At that juncture, Biden has already made “Build Back Better” a cornerstone of his 2020 presidential campaign platform. Trump’s administration did not use the BuildBackBetter.gov domain for any material purpose. But in mid-November 2020, then-President-elect Biden began using it as part of his official presidential transition web presence, according to the Internet Archive’s Wayback Machine.
an opaque approval process
In 2018 Trump tapped the White House Office of Management and Budget to serve as the national gatekeeper for new federal government websites – a role previously filled by the General Services Administration.
In a statement to Insider last year, the General Services Administration said that the Office of Management and Budget made the decision in February 2018 to “execute adjudication of all new federal executive branch .gov domain requests, so that the executive branch can provide a stand-alone .gov domain.” to limit the spread of. website/domain and infrastructure.”
The office quickly took a tough stance on the agencies’ website requests, denying as much as it had accepted during the second half of 2018, according to federal records.
But the decisions were taken on the basis of public opinion.
In January 2021, Insider filed a Freedom of Information Act request to the Office of Management and Budget for records related to the .gov website domain that federal government agencies had petitioned to create.

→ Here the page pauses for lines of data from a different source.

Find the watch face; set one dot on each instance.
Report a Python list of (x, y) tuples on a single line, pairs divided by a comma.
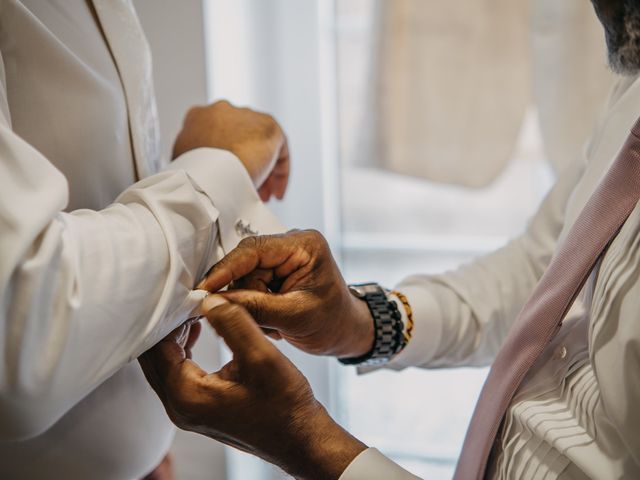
[(362, 289)]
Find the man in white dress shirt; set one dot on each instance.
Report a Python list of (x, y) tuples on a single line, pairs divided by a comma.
[(94, 267), (575, 416)]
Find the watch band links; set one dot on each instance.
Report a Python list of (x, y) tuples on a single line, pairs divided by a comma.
[(387, 323)]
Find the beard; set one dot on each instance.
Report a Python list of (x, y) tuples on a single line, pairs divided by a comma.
[(622, 32)]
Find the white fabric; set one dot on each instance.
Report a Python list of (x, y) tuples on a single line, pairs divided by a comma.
[(370, 464), (570, 78), (94, 268), (576, 414), (452, 82)]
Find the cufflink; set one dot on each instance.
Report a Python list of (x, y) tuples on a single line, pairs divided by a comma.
[(244, 229)]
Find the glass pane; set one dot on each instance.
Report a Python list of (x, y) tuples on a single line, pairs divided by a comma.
[(393, 226)]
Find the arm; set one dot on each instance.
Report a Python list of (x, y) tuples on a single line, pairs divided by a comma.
[(282, 422), (462, 317), (291, 284), (85, 292)]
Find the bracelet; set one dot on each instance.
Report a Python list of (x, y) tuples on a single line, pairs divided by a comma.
[(407, 308)]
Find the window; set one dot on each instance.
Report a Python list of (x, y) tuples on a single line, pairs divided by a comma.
[(306, 62), (393, 226)]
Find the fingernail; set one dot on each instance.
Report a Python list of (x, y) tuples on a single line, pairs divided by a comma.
[(212, 301)]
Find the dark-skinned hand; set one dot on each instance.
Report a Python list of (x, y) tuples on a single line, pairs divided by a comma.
[(259, 402), (291, 285)]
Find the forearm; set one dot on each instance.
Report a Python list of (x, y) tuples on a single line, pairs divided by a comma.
[(320, 449), (86, 292), (461, 317)]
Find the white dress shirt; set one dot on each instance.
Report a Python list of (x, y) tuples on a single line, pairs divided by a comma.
[(94, 267), (576, 415)]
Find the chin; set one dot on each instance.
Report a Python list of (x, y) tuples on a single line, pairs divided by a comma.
[(622, 32)]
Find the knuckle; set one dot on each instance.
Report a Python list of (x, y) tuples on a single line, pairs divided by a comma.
[(232, 310), (263, 358), (248, 243), (192, 113), (314, 237), (222, 104)]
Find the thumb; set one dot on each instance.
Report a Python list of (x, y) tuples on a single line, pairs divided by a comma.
[(274, 310), (236, 327), (166, 365)]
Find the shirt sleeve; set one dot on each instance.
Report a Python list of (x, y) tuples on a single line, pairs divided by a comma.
[(370, 464), (85, 292), (462, 317)]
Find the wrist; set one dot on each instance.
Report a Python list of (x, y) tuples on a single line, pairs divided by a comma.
[(359, 332), (326, 448)]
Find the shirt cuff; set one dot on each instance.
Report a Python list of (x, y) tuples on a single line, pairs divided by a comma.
[(223, 178), (427, 328), (230, 196), (372, 465)]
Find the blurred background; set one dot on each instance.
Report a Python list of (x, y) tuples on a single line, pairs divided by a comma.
[(423, 133)]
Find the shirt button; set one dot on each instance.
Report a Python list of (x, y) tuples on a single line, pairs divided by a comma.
[(561, 354)]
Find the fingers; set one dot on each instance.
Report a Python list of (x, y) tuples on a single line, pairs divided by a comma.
[(279, 179), (194, 334), (238, 330), (281, 252), (268, 309), (167, 365)]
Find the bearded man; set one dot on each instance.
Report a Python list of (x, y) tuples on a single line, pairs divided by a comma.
[(561, 399)]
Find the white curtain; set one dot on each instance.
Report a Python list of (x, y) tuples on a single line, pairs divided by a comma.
[(452, 82)]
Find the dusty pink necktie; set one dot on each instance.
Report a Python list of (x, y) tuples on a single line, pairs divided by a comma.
[(541, 317)]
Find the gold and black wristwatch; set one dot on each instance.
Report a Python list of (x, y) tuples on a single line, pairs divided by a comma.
[(387, 324)]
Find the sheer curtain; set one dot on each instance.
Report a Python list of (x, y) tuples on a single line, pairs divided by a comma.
[(277, 56), (452, 82)]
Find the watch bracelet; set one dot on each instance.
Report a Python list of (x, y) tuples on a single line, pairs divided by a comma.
[(388, 329)]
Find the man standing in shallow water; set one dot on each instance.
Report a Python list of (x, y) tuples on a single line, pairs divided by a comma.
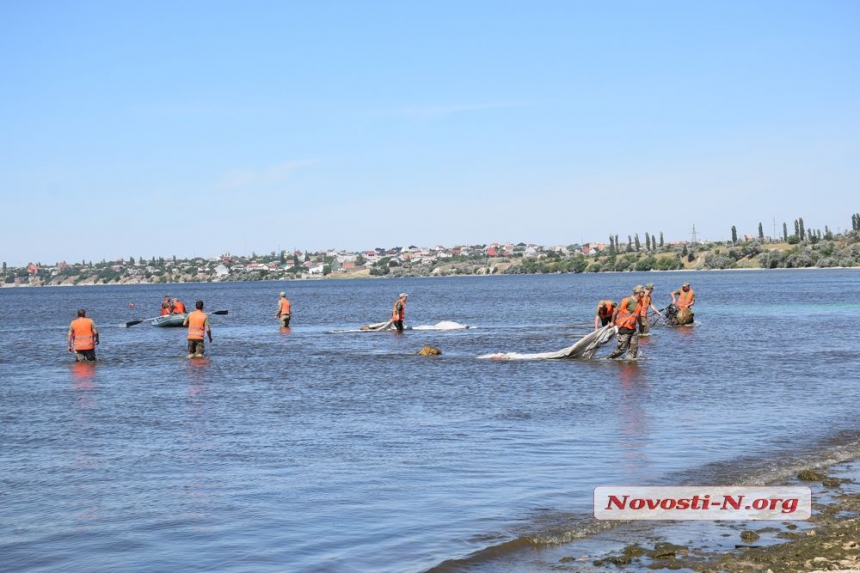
[(398, 313), (198, 325), (284, 311), (83, 337), (625, 318)]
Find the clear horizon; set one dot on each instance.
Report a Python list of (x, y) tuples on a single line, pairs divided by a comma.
[(201, 128)]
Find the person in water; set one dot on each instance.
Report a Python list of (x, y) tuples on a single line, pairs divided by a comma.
[(686, 297), (398, 312), (198, 325), (603, 316), (645, 304), (284, 310), (83, 337), (625, 318), (166, 307), (178, 307)]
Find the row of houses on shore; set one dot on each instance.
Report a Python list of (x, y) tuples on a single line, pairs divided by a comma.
[(299, 263)]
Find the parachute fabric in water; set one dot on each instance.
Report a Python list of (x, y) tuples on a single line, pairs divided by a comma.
[(584, 348)]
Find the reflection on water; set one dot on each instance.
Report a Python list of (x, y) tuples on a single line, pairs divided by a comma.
[(633, 414), (346, 452)]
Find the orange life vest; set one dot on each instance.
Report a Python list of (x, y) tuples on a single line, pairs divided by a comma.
[(285, 307), (606, 310), (644, 305), (625, 318), (401, 313), (82, 330), (685, 298), (196, 325)]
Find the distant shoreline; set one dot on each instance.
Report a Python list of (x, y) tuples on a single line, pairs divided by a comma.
[(367, 277)]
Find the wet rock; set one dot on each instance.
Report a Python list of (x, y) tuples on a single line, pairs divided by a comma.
[(788, 535), (667, 550), (429, 351), (811, 475)]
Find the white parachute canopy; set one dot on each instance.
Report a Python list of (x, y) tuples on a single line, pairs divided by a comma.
[(584, 348)]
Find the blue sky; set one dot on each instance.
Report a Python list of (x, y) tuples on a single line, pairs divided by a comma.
[(198, 128)]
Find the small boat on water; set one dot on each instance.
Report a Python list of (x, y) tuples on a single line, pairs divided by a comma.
[(169, 320)]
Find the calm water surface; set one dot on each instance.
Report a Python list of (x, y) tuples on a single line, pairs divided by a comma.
[(308, 450)]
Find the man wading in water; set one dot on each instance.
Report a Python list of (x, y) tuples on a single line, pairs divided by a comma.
[(626, 317), (398, 313)]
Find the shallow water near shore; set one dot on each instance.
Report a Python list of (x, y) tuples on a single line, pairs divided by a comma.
[(308, 450)]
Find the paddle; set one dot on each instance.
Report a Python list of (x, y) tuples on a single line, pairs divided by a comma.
[(134, 322)]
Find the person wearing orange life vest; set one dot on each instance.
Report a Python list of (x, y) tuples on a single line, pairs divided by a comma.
[(198, 325), (625, 318), (644, 305), (178, 307), (284, 311), (686, 297), (603, 316), (83, 337), (398, 312)]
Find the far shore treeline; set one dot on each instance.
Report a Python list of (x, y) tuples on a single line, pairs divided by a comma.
[(803, 248)]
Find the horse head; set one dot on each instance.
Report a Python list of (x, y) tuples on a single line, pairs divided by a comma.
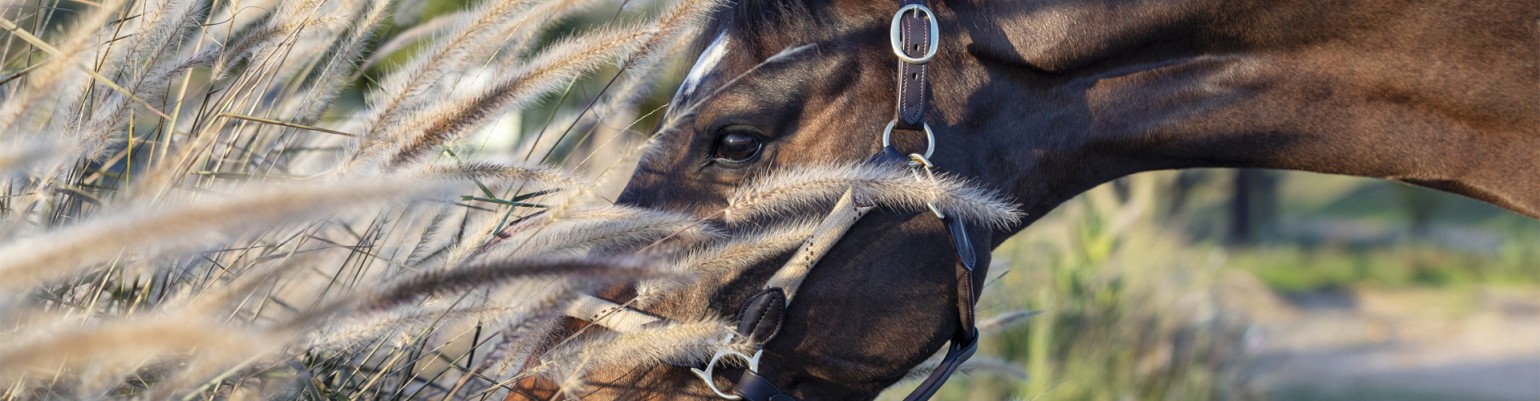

Insider also asked for the record on whether the Office of Management and Budget approved or denied the agencies’ request to create .gov websites.
In March 2021, Office of Management and Budget officials denied Insider’s FOIA request, saying “no responsive records were found.”
Insider formally appealed that decision. In late October, nearly 19 months later, Office of Management and budget officials acknowledged that the records requested by Insider did indeed exist.
Officials then agreed to release a summary of .gov website requests that the Office of Management and Budget had approved and denied, though it did not immediately provide other requested records, such as documents explaining whether officials had accessed a particular website. Why approved or rejected.
The data includes eight recently requested websites that are listed as “pending”. Seven come from the Department of Education and appear to be related to student loan relief, a top priority of the Biden administration, and feature URLs like studentdebtrelief.go and getstudentloanrelief.go.
The websites were not yet functional as of mid-November.